Traditional gender roles place importance on women’s fertility and motherhood, which creates an expectation on women to bear children. Hysterectomy results in sterilization and can be trying for many women as infertility is perceived as a loss of womanhood. The loss of the uterus and/or ovaries may also impact how a woman perceives her body and her overall sense of femininity and sexuality. Many women fear a decrease in sexual desire and physical arousal following a hysterectomy, and while this can occur, it is not common.
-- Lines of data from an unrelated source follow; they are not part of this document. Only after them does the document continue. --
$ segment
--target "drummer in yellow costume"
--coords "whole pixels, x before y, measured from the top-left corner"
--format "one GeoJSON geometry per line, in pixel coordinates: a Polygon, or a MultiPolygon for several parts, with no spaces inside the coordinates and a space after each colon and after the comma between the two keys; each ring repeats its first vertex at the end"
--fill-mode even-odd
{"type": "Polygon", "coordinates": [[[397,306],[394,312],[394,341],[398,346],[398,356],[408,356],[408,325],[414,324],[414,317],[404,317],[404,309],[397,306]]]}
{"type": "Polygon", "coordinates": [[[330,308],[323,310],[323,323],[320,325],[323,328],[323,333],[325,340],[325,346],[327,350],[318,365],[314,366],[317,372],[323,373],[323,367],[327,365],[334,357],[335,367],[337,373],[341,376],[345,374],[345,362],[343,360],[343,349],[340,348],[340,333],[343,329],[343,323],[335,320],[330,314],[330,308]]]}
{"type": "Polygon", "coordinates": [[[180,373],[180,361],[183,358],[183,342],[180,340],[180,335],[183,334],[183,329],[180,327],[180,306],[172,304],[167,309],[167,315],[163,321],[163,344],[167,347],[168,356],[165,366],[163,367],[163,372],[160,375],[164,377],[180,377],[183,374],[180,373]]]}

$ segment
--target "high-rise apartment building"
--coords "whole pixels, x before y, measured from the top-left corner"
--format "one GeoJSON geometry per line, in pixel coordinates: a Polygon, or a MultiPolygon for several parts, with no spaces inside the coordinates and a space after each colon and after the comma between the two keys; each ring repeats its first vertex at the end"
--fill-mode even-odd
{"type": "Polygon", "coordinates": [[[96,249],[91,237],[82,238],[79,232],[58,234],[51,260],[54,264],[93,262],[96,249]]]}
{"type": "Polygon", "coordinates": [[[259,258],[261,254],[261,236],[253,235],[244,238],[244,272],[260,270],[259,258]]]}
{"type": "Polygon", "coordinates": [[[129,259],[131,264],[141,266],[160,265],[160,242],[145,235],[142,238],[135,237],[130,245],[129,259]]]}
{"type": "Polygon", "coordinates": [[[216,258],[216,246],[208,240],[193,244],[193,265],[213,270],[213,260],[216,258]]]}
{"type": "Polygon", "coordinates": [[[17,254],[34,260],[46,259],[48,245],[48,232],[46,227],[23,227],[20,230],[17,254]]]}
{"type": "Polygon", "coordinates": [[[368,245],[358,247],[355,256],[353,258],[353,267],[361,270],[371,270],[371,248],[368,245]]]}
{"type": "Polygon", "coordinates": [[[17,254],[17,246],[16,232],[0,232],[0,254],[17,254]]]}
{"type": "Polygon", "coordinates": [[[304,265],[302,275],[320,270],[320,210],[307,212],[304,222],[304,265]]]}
Lubrication and physical arousal may decrease among women who have their ovaries removed but can be restored to normal levels by taking estrogen supplements [7].


Hysterectomy rates vary widely across the provinces and territories, with Nunavut having the lowest hysterectomy rate of 179 and PEI having the highest of 558. Hysterectomy rates are high in rural and remote areas, such as in Northern BC, where women are three times more likely to have a hysterectomy than women from southern urban areas [12]. This is due to a lack of opportunities for non-urban doctors to learn alternative and less invasive procedures [4].


The reporting methods for the hysterectomy rate in 2001-2002 and 2006-2007 include both total and partial hysterectomies, compared to other years which only include rates for total hysterectomies. The hysterectomy rate for these years are likely to be higher than other years due to inclusion of partial hysterectomies, therefore comparison of rates for these years must be made with caution [3]. Data about health conditions (e.g., endometriosis, cancer, fibroids) for which hysterectomies are performed are lacking. This would be useful in estimating the rate of elective hysterectomies so that recommendations can be made to decrease currently high rates.